I went through a tough couple of years in recovery, but my life today is a total 180. I feel like I went from the walking dead, to being reborn (I know that sounds cheesy but I want to let others know there is life after domestic violence). I was the lost little girl, who clung onto the impossible dream, that one day the man I had fallen in love with would return. The brainwashing I had undergone when I was with my ex, made me feel bad everytime I described certain situations to others, because I had been conditioned to believe it was my fault. I think it took me at least two years to be comfortable talking about things without feeling like I was somehow to blame. It took years of misery, fear and violence to finally get it through to me, but once I came out the other side it was worth it.

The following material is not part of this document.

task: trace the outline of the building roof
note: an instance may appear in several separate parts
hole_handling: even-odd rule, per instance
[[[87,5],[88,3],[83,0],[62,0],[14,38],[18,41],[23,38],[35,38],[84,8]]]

Today I am incredibly strong and have overcome many obstacles in my way. I think somehow PTSD makes us stronger. I was very sensitive beforehand, but wheras my ex tried to break me down to nothing, the eventual outcome was that he had the opposite affect. I didn't want to be a single mother, and of course he doesn't support his children financially, but even though it is tough, my life is so much better now. Anyone who is reading this who may be struggling with domestic violence, please believe it will get better. Just always remember you cannot change anyone else, only yourself. Once I realised that I could never change this man and saw him for what he was, I was able to start healing.
 
Wow! Everyone's stories here are inspiring. I'd say I'm in the process, but not there yet.
I feel like my core personality-fairly extroverted/artistic got split off into the servile people
pleaser my family and later my ASP husband and family wanted. Really lost myself and
have felt completely broken and needy for a looooong time. Now finally gluing the pieces
back together and the realization that moving from merely surviving to thriving is
practically a full time job is really starting to hit me. Thanks again everybody for sharing your
stories of strength. They are really great to hear.